With these murders, they were on their own and worse, government girls like the ones coming to live with Mrs. Trundle were unaware of the danger. These young women believed Washington was safe and that men in uniform were heroes, never suspecting one of their heroes was a killer.
5
“Stay close,” Eddie told Rachel.
Union Station’s covered platform overflowed with people shouting to be heard. Thunder rumbled overhead. Pandemonium reigned.
With her pulse in her throat, Eddie couldn’t stop looking around.

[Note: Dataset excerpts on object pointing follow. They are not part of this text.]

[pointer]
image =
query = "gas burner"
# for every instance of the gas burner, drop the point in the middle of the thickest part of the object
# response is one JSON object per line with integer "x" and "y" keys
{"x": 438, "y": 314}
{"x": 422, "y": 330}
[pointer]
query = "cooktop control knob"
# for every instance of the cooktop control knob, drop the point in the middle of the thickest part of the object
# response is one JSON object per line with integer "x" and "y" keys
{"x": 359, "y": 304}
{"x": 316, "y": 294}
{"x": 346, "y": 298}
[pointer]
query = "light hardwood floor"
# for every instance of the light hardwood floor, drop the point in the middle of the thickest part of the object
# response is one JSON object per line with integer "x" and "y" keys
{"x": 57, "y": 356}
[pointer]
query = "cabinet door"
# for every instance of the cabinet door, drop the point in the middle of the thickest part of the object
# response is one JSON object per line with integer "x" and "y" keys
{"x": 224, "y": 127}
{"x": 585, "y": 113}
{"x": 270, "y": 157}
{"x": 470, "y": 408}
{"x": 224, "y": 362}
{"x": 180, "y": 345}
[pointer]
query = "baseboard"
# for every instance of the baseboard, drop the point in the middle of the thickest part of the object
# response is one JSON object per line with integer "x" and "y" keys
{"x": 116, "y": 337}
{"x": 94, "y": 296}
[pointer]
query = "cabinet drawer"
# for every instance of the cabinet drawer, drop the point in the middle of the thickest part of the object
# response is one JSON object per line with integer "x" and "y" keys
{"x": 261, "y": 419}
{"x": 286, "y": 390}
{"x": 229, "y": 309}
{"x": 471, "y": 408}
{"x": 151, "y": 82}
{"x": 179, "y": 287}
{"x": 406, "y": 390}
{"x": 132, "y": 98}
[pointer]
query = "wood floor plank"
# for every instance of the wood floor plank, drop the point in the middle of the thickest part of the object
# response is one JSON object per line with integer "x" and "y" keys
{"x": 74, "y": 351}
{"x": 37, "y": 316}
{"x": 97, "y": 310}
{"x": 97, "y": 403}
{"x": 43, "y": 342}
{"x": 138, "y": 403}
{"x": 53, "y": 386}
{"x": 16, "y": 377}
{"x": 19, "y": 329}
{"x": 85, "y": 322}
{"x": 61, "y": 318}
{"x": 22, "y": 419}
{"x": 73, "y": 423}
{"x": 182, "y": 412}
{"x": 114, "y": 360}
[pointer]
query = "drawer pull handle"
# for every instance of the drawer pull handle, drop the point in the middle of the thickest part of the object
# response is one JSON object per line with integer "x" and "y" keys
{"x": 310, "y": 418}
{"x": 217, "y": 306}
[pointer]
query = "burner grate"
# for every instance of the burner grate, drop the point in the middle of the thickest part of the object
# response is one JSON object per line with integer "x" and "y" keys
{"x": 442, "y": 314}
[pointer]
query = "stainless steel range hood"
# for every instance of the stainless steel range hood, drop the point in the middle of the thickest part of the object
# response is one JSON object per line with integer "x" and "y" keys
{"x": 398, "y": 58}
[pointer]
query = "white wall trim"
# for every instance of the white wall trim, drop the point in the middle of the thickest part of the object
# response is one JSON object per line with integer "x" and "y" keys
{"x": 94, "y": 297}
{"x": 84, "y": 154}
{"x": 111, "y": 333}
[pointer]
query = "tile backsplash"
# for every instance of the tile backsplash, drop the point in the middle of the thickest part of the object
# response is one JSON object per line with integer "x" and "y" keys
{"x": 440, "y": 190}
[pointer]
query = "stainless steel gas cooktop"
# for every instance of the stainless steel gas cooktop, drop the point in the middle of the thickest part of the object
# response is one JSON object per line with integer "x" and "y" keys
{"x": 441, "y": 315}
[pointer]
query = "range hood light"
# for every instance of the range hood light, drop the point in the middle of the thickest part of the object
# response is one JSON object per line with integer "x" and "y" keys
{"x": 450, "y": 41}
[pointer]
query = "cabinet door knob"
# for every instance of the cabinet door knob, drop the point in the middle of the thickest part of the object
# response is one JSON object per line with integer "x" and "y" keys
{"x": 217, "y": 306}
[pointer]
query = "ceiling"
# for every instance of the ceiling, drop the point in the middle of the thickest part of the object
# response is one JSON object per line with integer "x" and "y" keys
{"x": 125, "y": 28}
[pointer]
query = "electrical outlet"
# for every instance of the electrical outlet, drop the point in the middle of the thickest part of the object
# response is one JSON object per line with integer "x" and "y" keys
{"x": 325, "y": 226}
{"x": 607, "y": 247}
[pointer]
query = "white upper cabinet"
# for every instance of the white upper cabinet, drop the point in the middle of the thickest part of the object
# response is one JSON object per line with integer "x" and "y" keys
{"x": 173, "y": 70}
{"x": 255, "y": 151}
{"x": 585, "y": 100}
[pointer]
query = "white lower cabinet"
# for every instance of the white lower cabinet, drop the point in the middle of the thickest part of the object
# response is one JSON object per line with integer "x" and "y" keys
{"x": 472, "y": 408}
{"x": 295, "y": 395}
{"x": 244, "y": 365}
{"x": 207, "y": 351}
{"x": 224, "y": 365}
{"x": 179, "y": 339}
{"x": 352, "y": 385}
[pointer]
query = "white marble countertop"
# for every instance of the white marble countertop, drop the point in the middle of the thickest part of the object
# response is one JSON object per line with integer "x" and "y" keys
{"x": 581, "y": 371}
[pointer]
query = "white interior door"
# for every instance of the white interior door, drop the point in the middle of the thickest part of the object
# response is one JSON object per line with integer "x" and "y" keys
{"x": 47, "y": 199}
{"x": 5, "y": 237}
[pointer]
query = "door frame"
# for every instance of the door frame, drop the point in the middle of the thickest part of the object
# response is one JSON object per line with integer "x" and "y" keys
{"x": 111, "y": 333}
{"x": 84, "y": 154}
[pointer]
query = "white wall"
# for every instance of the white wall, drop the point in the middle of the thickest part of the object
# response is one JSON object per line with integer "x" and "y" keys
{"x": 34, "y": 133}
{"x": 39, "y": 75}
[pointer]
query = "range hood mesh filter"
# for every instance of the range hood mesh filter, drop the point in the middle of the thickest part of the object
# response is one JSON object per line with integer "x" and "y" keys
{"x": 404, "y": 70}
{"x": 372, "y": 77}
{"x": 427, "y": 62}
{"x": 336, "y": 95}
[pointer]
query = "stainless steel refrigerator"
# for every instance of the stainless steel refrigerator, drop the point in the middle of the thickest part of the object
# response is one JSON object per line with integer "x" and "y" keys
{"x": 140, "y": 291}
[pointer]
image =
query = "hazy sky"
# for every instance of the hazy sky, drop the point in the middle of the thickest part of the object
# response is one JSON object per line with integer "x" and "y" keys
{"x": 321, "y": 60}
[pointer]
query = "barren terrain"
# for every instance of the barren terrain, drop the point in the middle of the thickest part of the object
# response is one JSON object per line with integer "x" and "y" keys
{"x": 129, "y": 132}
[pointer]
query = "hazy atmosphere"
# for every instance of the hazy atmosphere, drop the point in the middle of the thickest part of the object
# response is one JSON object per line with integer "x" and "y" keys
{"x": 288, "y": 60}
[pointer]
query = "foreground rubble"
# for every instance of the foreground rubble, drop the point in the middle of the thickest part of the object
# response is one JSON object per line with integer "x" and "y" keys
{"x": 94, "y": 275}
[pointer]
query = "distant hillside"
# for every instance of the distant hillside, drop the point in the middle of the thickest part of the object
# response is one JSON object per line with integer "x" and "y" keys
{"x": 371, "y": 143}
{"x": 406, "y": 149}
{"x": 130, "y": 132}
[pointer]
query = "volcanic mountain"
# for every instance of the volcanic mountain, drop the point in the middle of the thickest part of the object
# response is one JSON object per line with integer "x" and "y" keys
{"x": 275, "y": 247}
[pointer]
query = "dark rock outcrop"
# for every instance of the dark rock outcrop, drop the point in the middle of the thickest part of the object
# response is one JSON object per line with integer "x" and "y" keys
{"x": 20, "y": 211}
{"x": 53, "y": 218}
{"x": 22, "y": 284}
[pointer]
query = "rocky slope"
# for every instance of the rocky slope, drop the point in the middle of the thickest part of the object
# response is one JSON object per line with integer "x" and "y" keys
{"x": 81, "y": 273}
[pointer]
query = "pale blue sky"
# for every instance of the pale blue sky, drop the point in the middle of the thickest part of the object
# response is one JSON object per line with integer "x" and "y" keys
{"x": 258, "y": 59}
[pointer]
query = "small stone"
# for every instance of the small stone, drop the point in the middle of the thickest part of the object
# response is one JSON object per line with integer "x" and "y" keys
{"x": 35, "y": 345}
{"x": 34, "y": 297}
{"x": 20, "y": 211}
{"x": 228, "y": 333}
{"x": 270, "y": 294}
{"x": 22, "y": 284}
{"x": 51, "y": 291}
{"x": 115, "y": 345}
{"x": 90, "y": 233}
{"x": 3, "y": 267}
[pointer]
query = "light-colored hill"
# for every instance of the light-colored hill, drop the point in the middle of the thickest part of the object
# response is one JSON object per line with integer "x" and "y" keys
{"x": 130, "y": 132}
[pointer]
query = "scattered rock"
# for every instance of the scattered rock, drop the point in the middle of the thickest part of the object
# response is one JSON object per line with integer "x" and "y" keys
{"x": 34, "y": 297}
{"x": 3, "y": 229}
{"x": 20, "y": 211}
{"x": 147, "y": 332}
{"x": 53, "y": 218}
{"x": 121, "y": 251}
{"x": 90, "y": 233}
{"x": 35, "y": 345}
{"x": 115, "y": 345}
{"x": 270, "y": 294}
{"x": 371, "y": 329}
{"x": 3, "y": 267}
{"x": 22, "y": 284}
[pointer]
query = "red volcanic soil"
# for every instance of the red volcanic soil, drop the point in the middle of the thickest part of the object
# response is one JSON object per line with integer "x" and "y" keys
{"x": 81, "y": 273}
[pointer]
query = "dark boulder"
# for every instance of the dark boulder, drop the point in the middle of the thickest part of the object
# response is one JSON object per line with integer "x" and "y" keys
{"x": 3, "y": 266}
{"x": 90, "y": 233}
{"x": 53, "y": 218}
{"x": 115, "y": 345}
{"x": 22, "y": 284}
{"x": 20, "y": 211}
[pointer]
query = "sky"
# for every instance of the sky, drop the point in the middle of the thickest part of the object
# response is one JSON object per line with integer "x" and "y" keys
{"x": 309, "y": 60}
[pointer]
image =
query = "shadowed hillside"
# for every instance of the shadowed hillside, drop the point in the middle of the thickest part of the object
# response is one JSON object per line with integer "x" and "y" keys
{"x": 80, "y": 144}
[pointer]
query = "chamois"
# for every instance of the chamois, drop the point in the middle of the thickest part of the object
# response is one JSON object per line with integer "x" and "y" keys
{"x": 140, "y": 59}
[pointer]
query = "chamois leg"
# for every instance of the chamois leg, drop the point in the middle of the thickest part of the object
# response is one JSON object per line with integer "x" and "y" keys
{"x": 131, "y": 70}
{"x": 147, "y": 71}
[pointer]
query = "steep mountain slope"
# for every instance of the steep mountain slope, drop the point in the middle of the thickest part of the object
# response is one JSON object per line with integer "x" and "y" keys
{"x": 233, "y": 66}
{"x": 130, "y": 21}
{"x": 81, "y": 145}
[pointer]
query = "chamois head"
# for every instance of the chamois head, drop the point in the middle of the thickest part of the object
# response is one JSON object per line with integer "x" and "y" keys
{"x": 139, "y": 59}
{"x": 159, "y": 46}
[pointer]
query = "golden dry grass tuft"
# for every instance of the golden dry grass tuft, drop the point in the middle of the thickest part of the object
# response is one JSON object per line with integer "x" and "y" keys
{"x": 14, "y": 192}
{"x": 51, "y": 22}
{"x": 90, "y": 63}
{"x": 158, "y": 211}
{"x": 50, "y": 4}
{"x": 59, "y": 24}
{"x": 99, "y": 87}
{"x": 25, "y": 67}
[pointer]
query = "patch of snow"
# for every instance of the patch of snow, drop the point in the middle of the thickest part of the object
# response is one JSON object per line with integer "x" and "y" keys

She was finally, finally, finally here.
“Never been in a city before.” Pearl squeezed Eddie’s forearm. “I’m so scared.”
Eddie patted Pearl’s hand. “I feel like a country mouse, too.” The city’s vastness loomed around her. Mut, she told herself, courage.
They stood beside their stacked luggage. Rachel had two suitcases in addition to her compact case and hat box. Eddie’s giant suitcase, so heavy she could barely lift it, contained her typewriter and her beloved German-English dictionary.
How would they find their way with all their baggage?
Eddie noticed Pearl carried only a feed sack. Her curiosity pricked, she said, “By the way, Pearl, where are you staying in Washington?”
Pearl didn’t answer.
Rachel took hold of Pearl’s shoulders. “Where are you billeted, Pearl?”
“Same as you two, with Eddie’s aunt.” Pearl’s grip on Eddie tightened. “Don’t leave me, please.”
“Of course, we won’t,” Rachel told her.
Eddie didn’t believe Pearl, but it was almost midnight, too late to argue. They had to find Aunt Viola’s house and get ready for tomorrow, their first day working for the government.
Rachel summoned a porter to help with their suitcases. Rachel had traveled to Washington before, even to New York City with her father on buying trips for their department store. She had seen the world and it showed.